A spokesman for the think tank said: "There is no need for a hard Brexit and there is no mandate for a hard Brexit."

The group believes Britain does not need to quit the single market to control immigration, end payments to EU coffers or return powers to Parliament.

It also says voters did not decide to leave the trading arrangement when they backed Brexit in the June 23 referendum.

Group chairman Peter Wilding said: "This is not stopping Brexit, this is shaping it. The country demands a win-win, smart Brexit, not a lose-lose ideological hard Brexit which will damage the UK, damage Europe and for which there is no need and no mandate."

Open Britain, which is campaigning to keep Britain in the single market, said polling it commissioned shows half of Leave voters are not prepared to be a penny worse off as result of quitting the EU.

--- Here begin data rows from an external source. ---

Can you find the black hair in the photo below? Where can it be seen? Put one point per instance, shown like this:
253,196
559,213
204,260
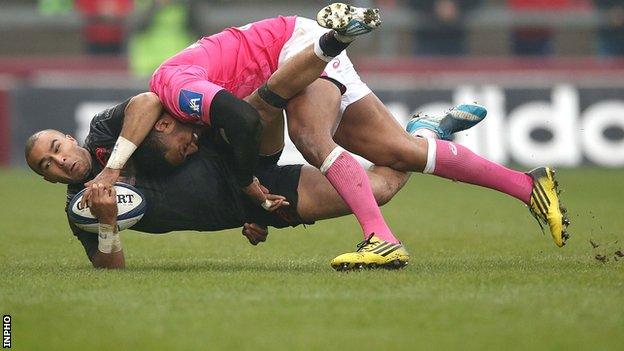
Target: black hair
149,157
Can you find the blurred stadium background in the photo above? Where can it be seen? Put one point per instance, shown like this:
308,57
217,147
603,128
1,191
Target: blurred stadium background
548,71
481,275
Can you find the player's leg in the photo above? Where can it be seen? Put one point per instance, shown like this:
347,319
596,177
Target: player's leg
312,117
302,66
319,200
368,129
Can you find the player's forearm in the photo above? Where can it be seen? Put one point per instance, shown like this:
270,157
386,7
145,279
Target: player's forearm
242,127
113,260
140,115
109,253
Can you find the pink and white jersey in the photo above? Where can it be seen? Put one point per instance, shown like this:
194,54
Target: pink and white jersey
237,59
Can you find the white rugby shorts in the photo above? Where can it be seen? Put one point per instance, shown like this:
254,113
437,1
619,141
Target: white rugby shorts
340,68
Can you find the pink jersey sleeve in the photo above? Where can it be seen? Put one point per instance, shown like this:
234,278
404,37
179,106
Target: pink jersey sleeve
185,92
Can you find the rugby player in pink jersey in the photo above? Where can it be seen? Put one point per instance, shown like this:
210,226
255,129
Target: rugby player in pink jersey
200,85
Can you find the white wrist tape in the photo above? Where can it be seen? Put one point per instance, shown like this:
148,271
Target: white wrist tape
320,54
108,239
122,151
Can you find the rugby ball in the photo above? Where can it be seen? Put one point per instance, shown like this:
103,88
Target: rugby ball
130,207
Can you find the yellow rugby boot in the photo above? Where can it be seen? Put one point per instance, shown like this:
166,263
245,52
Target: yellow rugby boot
372,253
545,206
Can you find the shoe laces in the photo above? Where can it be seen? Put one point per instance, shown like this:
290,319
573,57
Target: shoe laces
363,245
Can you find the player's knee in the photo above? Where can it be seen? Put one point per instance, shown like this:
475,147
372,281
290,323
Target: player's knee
308,142
384,191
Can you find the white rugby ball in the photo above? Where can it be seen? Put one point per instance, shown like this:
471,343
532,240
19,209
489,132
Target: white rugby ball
130,209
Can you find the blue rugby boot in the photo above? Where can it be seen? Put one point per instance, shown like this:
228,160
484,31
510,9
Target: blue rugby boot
348,21
460,117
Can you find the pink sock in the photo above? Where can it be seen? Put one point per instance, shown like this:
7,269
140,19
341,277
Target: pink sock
350,180
456,162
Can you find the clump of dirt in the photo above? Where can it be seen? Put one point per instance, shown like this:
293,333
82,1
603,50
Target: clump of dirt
605,252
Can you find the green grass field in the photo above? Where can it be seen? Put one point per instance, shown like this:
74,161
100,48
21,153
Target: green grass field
482,276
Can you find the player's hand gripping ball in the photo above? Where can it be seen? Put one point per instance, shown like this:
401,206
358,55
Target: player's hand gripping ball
130,209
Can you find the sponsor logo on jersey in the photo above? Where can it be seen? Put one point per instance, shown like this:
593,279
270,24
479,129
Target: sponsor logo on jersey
191,103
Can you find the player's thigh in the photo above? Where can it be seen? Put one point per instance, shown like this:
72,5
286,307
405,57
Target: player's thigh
312,118
368,129
272,139
317,197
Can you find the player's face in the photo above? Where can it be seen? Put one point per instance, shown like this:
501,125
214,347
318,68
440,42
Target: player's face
179,143
59,158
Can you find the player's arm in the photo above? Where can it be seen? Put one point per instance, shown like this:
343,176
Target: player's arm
106,251
98,259
140,115
240,124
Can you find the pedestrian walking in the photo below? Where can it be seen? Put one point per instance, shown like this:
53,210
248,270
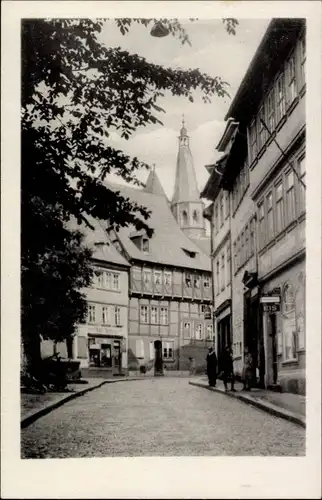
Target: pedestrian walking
227,367
192,366
247,370
212,367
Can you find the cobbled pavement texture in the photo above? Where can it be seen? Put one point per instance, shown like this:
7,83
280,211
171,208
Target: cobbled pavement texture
159,417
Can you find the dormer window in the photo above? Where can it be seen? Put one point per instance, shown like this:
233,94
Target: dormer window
184,218
190,253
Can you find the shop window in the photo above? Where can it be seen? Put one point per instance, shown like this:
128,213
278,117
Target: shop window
289,323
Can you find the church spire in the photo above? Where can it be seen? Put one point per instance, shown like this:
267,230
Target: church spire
186,205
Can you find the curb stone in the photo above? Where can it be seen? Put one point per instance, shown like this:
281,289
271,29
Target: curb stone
262,405
26,421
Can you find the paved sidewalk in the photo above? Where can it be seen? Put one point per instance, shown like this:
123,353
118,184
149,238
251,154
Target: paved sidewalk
285,405
34,406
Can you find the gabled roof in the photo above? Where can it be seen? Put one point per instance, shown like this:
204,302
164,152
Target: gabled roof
153,184
168,241
98,241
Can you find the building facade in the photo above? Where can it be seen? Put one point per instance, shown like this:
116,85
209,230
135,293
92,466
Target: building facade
170,286
264,173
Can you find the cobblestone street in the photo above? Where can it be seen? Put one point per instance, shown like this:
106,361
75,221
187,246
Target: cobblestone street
159,417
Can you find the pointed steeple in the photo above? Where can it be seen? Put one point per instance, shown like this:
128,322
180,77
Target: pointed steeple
153,184
185,188
186,205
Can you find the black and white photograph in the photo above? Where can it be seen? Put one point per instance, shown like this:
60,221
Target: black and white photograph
163,237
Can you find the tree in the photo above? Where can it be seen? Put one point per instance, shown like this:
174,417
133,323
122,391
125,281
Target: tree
75,91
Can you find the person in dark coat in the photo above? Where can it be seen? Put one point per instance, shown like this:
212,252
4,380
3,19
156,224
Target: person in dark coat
212,367
227,367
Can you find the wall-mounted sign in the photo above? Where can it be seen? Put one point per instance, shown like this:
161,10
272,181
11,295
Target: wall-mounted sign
270,300
271,308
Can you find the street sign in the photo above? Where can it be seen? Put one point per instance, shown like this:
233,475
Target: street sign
271,300
271,308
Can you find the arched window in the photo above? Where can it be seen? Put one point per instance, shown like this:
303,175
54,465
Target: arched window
289,323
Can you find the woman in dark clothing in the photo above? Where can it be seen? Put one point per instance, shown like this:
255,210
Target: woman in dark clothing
212,367
227,367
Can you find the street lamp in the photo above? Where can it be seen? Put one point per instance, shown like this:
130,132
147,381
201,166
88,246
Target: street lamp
159,30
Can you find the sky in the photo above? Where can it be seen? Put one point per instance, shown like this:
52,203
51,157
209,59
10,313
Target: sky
214,52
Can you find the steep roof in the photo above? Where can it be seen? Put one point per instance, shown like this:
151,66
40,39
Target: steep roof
168,245
185,187
98,241
153,184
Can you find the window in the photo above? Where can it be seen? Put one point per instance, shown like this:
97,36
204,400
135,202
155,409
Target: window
209,331
303,58
289,323
206,282
291,79
253,141
164,316
151,350
217,276
167,350
167,276
228,264
280,90
187,329
302,171
154,315
252,237
271,111
227,204
117,315
221,201
116,281
261,128
247,243
187,280
91,313
222,277
216,217
147,276
196,281
105,315
261,224
290,197
144,314
198,331
145,245
279,207
100,279
270,217
139,348
157,277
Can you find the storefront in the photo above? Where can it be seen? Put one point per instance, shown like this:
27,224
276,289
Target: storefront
105,351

Labour former leader Ed Miliband, a supporter of the group, said: "The Government will rightly be subject to an almighty backlash from Leave voters if it makes decisions about our economic future that make them far poorer and leaves less money for public services.

"Having voted for a better future, this would be the ultimate betrayal. The onus, therefore, is on the Government to ensure a Brexit that is fair to working people.

"Both Remain and Leave voters share the desire to put our economy first. The Government must protect our economic future and address the deep concerns about our unequal country that drove Brexit. Parliament and the country will hold them to account in the weeks and months ahead."